CDT only treats the edema or fluid component of lipedema and not the excess lipedema tissue. Methods to reduce lipedema adipose tissue include local tumescent liposuction techniques, which have been shown to be effective [45-47]. Longer term studies would be needed to determine if selenium or Butcher’s broom had any effect on the adipose tissue component of lipedema.

While this retrospective case report outlines treatment modalities for a single patient with lipedema, it has been estimated that 11-39% of the female population is affected with lipedema [9,10]. If these data are valid, using a prevalence of 11%, and estimating the population in the United States to be 313,914,040, 50.8% of which are women (159,468,332), and if children under the age of five (6.5%) are excluded, then 16,401,318 women in the US may have lipedema. Termed lipoedema (“fluid in the fat”) in the United Kingdom (UK), similar estimates can be made where 15,957,700 women in the UK could also be affected by lipedema.

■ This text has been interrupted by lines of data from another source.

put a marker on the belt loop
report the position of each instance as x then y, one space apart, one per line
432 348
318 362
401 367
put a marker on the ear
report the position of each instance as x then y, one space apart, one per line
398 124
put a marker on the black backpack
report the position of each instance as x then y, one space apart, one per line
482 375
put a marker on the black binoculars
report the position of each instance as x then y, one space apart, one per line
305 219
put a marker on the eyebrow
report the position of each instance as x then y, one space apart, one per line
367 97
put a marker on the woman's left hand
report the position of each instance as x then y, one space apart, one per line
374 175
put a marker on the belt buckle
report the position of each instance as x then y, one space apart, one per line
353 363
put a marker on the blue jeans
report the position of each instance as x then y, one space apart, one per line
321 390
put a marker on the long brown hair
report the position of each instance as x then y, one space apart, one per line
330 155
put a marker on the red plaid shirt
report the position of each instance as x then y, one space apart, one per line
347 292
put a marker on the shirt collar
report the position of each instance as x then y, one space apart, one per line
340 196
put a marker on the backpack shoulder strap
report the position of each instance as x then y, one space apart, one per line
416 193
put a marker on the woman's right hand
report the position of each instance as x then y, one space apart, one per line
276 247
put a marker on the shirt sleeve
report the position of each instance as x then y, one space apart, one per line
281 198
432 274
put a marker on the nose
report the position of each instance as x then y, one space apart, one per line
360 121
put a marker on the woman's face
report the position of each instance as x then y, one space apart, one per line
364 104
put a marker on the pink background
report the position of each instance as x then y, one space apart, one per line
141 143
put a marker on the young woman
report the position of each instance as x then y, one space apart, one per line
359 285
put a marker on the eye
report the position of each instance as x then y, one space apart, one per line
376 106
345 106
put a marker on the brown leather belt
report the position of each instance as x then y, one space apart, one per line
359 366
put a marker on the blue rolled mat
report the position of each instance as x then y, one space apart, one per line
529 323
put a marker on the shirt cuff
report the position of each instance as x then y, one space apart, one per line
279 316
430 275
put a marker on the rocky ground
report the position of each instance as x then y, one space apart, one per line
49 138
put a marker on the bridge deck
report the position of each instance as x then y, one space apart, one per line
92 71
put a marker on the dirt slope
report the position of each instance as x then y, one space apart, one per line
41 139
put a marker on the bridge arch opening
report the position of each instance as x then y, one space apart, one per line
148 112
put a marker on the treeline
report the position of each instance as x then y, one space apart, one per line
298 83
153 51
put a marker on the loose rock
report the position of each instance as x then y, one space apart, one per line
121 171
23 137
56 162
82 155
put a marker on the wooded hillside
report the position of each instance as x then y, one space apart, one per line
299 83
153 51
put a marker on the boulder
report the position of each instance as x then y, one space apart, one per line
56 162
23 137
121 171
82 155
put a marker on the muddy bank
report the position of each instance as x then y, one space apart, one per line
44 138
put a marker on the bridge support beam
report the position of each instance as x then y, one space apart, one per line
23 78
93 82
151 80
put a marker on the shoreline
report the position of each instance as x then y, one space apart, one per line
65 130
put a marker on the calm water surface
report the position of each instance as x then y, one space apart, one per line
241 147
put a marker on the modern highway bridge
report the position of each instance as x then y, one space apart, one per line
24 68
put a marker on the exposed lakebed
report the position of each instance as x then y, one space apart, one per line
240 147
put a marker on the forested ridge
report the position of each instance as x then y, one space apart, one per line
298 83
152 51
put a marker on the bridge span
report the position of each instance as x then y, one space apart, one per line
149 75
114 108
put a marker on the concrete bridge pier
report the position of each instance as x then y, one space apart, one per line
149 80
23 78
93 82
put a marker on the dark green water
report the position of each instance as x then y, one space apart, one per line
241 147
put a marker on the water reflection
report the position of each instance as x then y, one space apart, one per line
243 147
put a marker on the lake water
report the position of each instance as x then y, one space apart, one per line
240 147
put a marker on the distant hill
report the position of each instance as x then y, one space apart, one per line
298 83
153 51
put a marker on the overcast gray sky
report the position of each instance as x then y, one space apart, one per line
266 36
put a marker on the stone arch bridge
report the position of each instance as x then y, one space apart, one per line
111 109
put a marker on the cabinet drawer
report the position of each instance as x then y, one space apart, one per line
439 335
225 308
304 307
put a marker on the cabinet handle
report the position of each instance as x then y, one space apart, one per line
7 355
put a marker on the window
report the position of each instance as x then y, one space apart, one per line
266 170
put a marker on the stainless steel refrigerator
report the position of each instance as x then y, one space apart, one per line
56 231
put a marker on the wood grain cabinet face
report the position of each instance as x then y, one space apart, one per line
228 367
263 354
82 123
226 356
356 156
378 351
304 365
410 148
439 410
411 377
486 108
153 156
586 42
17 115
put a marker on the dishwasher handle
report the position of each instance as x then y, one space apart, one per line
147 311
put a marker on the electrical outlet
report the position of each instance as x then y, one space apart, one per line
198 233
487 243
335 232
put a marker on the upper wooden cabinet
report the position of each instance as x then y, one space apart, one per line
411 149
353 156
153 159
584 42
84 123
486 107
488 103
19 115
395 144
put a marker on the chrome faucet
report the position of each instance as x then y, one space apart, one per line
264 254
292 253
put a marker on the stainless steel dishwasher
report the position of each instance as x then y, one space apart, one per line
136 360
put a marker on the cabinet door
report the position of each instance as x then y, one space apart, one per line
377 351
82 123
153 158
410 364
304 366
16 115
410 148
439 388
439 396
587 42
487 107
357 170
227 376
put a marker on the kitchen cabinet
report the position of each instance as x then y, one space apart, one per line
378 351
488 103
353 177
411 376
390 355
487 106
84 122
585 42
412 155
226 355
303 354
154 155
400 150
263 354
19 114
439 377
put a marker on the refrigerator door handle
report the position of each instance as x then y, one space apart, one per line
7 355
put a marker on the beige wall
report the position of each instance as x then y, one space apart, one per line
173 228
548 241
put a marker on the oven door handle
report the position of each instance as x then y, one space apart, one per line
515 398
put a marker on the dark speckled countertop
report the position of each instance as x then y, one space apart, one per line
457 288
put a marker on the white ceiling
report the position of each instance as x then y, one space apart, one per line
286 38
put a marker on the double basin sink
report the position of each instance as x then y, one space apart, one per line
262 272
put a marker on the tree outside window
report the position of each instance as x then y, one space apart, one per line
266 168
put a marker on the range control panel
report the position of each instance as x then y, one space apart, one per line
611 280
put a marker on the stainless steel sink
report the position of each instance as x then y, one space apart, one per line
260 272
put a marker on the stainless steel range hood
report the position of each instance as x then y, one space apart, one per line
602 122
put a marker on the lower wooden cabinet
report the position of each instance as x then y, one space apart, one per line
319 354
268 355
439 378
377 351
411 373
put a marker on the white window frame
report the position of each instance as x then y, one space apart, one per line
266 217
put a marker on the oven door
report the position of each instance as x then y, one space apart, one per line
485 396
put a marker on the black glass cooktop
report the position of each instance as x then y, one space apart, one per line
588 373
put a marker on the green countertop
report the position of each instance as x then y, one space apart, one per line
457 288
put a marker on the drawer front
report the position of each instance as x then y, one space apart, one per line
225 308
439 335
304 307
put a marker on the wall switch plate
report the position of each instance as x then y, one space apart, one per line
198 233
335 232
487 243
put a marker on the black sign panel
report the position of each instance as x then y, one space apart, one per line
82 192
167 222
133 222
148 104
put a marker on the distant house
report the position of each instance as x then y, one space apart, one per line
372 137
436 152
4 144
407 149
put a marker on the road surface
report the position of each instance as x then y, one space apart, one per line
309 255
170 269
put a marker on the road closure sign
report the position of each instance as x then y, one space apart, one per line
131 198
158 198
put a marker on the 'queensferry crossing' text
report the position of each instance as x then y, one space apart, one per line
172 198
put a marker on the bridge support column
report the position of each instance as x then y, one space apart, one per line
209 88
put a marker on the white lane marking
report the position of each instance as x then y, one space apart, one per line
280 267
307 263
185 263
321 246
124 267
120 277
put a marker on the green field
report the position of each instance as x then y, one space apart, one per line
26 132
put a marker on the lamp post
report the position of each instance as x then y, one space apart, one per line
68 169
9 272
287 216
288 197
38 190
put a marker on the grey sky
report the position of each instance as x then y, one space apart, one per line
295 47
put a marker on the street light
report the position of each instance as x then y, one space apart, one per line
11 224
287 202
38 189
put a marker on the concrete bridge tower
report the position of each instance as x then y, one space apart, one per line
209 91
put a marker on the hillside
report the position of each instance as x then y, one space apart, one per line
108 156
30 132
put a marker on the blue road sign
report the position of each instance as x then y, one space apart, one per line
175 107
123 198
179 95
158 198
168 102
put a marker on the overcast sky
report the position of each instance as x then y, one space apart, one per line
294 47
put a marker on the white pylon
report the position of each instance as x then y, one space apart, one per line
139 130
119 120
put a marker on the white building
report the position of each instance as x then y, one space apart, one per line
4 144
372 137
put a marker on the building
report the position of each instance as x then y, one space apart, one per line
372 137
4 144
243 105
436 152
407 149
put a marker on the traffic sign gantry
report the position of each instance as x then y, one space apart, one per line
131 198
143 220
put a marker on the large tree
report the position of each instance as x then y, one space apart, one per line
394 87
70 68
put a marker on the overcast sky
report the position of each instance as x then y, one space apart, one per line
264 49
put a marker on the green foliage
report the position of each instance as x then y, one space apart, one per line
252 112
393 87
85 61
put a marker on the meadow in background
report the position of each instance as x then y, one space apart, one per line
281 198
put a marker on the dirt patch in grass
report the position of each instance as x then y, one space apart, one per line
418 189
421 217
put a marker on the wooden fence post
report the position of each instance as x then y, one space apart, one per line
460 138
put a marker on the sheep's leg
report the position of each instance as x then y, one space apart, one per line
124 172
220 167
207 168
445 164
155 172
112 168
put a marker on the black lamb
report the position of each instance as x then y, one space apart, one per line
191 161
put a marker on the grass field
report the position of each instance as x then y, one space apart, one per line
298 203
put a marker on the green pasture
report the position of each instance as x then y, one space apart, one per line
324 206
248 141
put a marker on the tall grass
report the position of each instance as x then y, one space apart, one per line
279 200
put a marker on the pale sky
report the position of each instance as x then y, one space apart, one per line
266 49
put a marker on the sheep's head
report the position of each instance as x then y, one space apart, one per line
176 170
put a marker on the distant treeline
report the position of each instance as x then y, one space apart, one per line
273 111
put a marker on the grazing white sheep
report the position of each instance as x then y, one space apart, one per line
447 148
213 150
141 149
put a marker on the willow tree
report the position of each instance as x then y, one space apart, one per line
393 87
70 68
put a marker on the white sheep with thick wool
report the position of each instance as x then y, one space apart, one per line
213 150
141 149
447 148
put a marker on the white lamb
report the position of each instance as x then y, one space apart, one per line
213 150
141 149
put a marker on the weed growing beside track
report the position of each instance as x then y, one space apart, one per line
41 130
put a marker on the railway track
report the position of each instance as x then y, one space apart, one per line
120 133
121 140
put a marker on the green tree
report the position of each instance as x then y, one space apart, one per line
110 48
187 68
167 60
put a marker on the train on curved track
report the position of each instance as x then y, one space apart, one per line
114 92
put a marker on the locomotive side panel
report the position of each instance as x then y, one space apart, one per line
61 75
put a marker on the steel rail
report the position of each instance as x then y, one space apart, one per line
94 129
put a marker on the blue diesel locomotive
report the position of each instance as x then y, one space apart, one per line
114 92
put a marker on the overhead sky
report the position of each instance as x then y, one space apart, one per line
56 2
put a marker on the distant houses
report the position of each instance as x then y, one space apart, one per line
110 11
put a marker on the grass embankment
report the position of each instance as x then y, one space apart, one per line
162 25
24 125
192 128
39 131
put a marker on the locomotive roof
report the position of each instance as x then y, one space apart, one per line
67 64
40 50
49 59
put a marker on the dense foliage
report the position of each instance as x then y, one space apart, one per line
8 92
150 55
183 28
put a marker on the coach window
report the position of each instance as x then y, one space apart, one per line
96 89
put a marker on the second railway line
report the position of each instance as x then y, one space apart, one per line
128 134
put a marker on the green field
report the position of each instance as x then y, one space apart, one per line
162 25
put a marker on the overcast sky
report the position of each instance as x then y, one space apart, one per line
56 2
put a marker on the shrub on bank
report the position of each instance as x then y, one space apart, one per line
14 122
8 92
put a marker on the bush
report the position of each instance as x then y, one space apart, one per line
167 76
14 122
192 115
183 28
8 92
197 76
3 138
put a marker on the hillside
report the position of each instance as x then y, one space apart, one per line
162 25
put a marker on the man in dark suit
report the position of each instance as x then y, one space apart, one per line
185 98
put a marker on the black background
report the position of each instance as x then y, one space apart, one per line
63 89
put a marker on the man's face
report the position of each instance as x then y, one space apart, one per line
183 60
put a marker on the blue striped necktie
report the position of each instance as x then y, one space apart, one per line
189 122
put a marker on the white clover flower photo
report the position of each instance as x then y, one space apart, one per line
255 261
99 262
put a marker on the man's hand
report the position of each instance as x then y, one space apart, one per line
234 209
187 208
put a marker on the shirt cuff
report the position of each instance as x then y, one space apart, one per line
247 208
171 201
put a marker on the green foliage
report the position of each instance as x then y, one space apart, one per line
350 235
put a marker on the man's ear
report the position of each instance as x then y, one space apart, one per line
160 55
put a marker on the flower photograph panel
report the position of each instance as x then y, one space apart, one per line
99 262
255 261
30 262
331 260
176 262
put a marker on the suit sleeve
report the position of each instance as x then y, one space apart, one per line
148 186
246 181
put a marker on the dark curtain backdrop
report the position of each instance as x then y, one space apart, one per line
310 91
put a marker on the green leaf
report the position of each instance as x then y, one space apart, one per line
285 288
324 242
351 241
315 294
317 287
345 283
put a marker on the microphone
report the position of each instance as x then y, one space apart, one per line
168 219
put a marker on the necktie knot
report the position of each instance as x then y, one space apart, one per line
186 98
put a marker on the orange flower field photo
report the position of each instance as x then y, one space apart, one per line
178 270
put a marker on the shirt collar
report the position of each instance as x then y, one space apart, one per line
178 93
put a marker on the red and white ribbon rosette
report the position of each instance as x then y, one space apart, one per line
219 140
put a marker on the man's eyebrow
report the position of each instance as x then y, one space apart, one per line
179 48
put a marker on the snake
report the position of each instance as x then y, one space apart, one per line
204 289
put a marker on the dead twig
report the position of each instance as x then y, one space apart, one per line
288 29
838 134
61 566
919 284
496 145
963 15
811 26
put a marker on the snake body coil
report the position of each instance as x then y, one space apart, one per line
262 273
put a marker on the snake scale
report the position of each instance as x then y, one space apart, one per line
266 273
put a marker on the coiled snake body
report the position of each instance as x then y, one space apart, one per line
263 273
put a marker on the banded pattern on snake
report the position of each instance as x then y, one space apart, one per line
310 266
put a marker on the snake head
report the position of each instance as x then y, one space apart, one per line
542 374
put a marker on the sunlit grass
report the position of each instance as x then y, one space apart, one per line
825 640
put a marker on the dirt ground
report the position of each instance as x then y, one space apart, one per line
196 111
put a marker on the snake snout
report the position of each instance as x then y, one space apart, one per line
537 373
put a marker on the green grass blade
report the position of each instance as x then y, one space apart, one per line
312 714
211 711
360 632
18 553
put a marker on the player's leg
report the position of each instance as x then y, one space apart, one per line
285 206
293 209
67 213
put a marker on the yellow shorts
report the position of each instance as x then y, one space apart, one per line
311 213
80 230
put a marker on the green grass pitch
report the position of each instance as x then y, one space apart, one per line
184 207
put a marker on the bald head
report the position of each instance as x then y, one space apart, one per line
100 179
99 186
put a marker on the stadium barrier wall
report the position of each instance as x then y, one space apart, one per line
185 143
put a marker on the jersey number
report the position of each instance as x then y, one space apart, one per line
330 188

These numbers are staggering and may be higher, suggesting that lipedema is a common disorder. The authors have observed many women with lipedema in the clinic we support continued research into this under recognized disorder [48].

In summary, the ability of Butcher’s broom to improve lymphatic flow and selenium’s anti-inflammatory properties may be useful in the treatment of lipedema and lipo-lymphedema when combined with standard of care physical therapy which includes MLD with a consideration of HIVAMAT, compression bandaging, compression garments, and exercise. Randomized controlled trials of Butcher’s broom and selenium may provide information on their ability to improve lipedema independent of one another. Caution should be used when thiazolidinediones are used for the treatment of metabolic syndrome or diabetes in people with lipedema as they induce fluid retention and subcutaneous adipose tissue accumulation.